08/05/2024
Dzień dobry :)
Jak dawno mnie tu nie było.
Postanowiłam, że nie będę się za bardzo rozpisywać. Zobaczymy czy się uda 😅
Życie jest tak zaskakujące.
Pokochałam masaż całą sobą, a przede wszystkim to, jak najczęściej czuliście się po nim. Gdy widziałam jak poprawia się Wasze samopoczucie i zdrowie. Poznałam różne techniki, które na pewno rozwijać będę dalej.
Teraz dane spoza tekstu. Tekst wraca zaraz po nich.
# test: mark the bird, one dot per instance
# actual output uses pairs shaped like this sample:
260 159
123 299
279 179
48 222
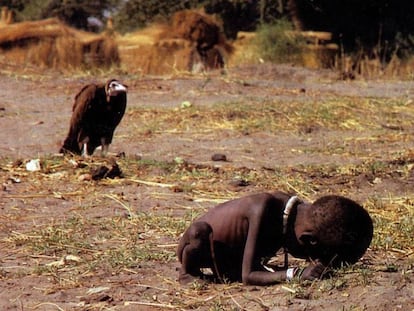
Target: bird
96 112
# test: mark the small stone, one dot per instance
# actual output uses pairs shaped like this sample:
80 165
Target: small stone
219 157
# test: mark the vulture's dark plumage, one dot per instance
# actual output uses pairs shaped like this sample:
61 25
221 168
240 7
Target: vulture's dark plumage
97 111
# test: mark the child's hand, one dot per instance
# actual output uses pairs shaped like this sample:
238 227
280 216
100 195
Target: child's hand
313 271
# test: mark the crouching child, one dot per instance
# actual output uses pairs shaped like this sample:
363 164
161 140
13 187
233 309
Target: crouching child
234 239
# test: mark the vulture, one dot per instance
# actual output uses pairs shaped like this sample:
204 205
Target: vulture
96 112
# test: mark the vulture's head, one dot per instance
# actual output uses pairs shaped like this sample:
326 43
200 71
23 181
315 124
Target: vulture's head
114 87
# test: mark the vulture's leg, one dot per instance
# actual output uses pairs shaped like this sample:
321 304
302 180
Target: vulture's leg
105 147
85 150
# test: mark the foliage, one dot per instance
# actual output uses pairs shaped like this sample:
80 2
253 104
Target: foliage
276 45
138 13
379 28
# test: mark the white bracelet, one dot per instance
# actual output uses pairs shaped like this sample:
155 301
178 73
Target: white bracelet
290 273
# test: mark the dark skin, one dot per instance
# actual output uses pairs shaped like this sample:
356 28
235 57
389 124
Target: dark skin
242 232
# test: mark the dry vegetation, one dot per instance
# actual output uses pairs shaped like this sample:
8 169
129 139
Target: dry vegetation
71 243
110 244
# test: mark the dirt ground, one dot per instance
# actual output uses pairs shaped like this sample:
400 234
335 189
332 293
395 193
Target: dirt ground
34 117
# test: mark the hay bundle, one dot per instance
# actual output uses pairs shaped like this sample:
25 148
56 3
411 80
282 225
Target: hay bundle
50 43
192 42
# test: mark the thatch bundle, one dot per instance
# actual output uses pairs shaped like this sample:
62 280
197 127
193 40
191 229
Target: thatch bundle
50 43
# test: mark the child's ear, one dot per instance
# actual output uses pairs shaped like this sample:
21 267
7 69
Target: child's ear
308 239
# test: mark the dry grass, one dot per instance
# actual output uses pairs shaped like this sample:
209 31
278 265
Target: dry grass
51 44
105 233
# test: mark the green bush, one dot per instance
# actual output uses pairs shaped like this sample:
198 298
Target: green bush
276 42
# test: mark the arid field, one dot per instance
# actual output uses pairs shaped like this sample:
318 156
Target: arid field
71 243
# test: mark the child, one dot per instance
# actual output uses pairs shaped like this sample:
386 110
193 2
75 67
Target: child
236 238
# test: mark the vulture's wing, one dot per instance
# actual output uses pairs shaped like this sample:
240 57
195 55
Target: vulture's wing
82 105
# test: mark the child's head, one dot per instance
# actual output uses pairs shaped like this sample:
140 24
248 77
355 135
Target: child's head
341 230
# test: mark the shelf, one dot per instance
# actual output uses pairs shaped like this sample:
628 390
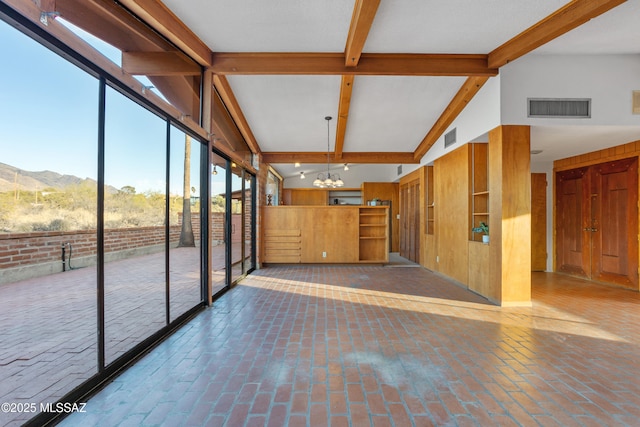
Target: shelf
479 211
373 234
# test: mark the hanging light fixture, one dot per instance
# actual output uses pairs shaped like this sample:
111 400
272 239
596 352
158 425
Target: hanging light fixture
328 180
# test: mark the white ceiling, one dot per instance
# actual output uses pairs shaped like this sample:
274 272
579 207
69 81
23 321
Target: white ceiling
286 112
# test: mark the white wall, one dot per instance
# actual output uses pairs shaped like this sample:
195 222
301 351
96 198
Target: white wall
479 117
547 168
571 76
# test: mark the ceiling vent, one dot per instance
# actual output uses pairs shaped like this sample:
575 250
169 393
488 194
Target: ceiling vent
636 101
570 108
450 138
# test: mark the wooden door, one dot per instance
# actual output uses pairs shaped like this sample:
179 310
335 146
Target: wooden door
572 241
597 222
410 221
538 222
614 222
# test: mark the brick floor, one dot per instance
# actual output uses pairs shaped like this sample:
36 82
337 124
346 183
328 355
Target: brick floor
380 346
48 329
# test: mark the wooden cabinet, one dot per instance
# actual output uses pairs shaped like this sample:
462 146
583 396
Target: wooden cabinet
345 196
386 191
325 234
305 197
374 234
430 200
321 196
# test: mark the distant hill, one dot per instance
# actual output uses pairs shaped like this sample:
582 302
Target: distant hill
31 181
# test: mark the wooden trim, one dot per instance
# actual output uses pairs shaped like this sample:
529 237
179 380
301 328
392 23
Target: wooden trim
353 157
370 64
160 18
364 12
30 11
159 64
623 151
565 19
226 94
346 87
468 90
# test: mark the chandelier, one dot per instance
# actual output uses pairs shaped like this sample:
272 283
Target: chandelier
328 180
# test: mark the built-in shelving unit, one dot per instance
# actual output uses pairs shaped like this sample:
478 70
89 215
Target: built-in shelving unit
430 200
479 188
373 234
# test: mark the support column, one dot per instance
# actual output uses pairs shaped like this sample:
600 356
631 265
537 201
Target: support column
510 215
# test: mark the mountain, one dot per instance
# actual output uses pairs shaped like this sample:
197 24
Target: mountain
11 176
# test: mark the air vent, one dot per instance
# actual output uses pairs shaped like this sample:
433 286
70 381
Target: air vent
560 107
450 138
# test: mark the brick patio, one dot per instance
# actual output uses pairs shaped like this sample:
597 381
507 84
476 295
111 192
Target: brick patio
380 346
48 331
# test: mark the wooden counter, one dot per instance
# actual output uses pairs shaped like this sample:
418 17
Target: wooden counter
325 234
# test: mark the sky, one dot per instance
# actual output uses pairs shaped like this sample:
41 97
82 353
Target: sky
49 121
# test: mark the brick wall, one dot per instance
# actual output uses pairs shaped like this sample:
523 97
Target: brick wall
21 249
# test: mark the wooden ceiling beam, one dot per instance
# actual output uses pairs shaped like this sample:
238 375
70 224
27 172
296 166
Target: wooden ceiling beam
346 86
565 19
226 94
159 64
111 23
364 11
386 64
352 157
165 22
468 90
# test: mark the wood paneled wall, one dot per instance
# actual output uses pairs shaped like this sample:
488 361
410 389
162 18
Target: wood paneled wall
510 220
451 174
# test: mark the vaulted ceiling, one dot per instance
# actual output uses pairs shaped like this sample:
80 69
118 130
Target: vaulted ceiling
392 74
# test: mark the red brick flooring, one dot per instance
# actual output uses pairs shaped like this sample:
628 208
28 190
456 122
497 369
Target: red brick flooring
48 331
380 346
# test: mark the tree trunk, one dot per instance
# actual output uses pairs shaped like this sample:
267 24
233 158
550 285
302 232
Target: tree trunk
186 233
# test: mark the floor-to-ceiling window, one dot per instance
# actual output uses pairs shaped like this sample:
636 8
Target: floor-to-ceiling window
48 188
185 223
100 224
219 167
134 205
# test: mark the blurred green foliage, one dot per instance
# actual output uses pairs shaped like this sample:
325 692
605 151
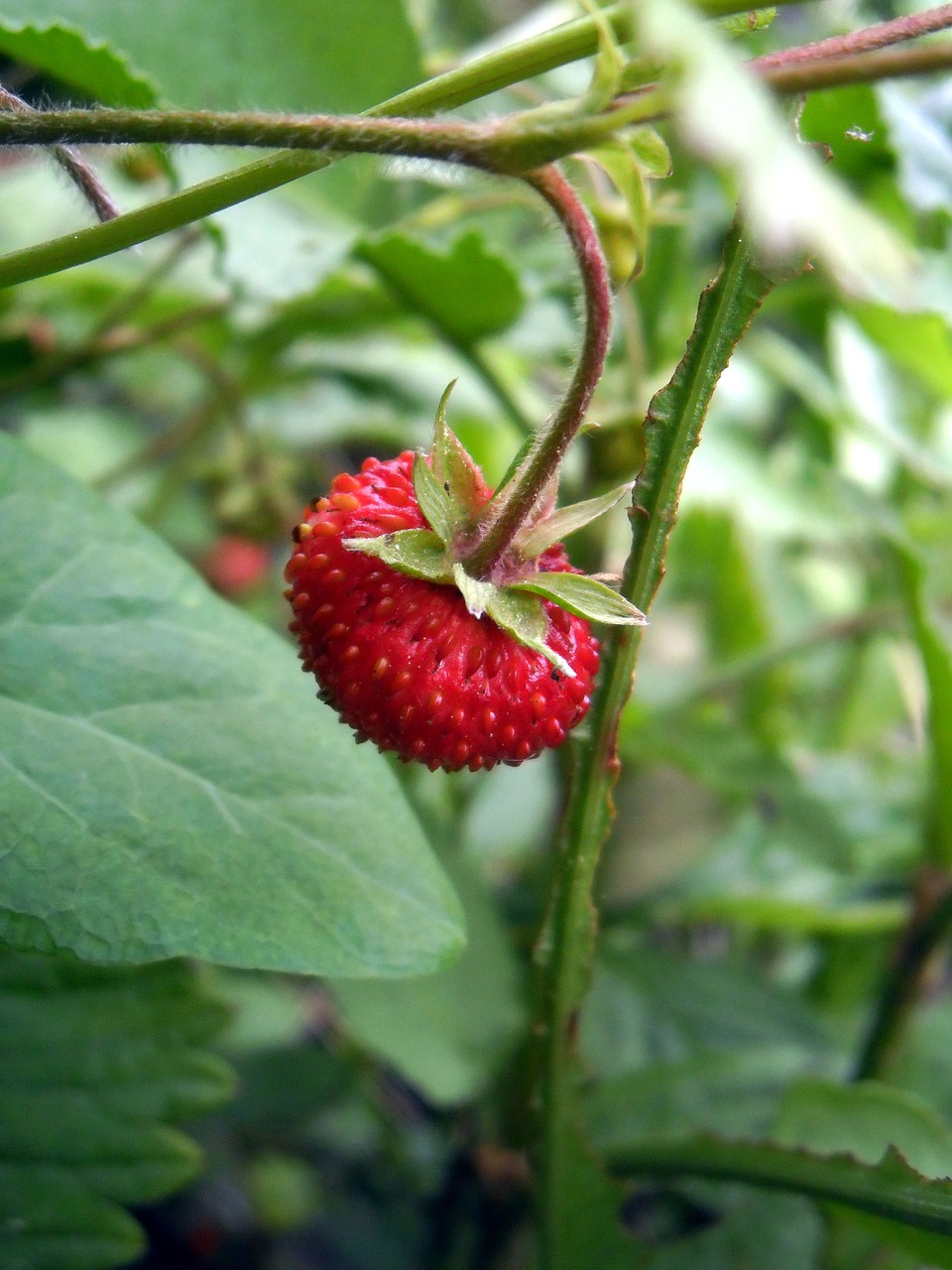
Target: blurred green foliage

Dziękuję wszystkim tym, którzy uwierzyli we mnie, którzy mnie wspierali na tej drodze. Jestem niezmiernie wdzięczna Januszowi ( Fizjoart gabinet fizjoterapii, osteopatii i terapii wisceralnej ) oraz Justynie ( Gabinet Kosmetyczny - Justyna Filipowicz ) za piękne miejsca z cudowną energią, w których mogłam gościć Wasze historie. Dziękuję wszystkim osobom, które na samym początku pozwalały mi na sobie ćwiczyć 😅😁 Dziękuję też Wam - którzy przez lata ufaliście moim dłoniom. 🙌
Dzięki Wam wszystkim dotarłam do miejsca, w którym doskonale wiem gdzie powinnam się dziś znaleźć. I już tu jestem. Mój kalendarz pęka w szwach od zapisów na masaże energetyczne. Ten rodzaj masażu wymaga bardzo dużo pod wieloma względami, o czym część z Was mogła się już przekonać - na ten moment wykonuję go tylko na osobach, które znam. Do Was, którzy z niego korzystacie - dziękuję, dziękuję, dziękuję! Wiecie za co dokładnie... za wszystko 😁 (świadomość, gotowość, odwagę, pracę, zaufanie i wiele innych - każdy indywidualnie).
Jestem tu. Czekam na Was. Już nie w gabinetach, a w Waszej lub mojej przestrzeni. Dziś wiem, że zakończyłam swoją wieloletnią przygodę z masażem, który do tej pory znaliście u mnie. Z wielką nostalgią oddaję klucze do gabinetu na rzecz tego, co wzywa mnie już od lat. I... tego też Wam życzę 💚 Odkrycia własnej drogi.